As you gain experience with LAPACK, you will notice that some drivers are marked as "expert". These drivers make more sophisticated decisions about the computational processing required by their tasks.
Using the Code
We shall extend the fundamental .NET library organization we begin in Part One. That is, for each BLAS/LAPACK function, we declare the native function call in LapackAPI.fs, we weld the managed matrices to the native in a file sharing the name of the underlying BLAS/LAPACK function, and then we add a function for the interface to the .NET world. One in fsLAPACK for the use of F# developers, and another in clsLapack
for developers using any of the CLS languages.
Adding Complex Matrices
In the lingo of BLAS/LAPACK, functions beginning with "C" operate on complex single floating-point numeric types, and functions beginning with "Z" operate on the corresponding double floating-point type. We will add ZGEMM
and ZGEMV
, the "Z" complex "GE" general "MM" matrix-matrix multiply, and "MV" her matrix-vector multiply sister.

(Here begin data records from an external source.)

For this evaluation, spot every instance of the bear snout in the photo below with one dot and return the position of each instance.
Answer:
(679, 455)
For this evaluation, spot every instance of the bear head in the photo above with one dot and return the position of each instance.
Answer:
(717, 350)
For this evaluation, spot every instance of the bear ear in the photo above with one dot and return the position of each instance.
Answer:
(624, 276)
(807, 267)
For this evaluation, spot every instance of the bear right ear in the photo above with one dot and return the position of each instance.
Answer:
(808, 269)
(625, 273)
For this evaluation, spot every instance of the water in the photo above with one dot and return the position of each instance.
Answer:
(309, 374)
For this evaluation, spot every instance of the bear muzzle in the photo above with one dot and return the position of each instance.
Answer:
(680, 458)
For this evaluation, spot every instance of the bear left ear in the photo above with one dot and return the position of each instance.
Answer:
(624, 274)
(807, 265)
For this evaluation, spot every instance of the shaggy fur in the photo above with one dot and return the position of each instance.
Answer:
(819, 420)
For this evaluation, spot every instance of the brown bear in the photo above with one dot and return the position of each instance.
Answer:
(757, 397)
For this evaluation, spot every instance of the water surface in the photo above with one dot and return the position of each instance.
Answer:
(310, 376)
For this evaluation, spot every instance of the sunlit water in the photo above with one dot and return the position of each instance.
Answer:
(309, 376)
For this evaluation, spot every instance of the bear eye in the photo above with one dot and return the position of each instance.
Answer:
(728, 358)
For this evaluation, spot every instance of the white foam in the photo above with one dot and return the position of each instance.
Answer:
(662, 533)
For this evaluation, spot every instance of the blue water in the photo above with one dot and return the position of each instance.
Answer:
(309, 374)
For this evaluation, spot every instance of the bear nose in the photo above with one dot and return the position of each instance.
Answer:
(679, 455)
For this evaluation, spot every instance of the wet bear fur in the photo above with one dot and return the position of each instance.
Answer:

This is almost trivally easy, since we will pretty much just be substituting the word "complex
" for the word "double
" in our F# code. Remember, however, that this is the complex type defined in the FSharp.Math
namespace, and later we shall have to consider the options available to C# and VB programmers who will use our library. The .NET Framework added complex number support only with .NET 4.0. Developers using earlier versions had to construct "roll-your-own" complex solutions.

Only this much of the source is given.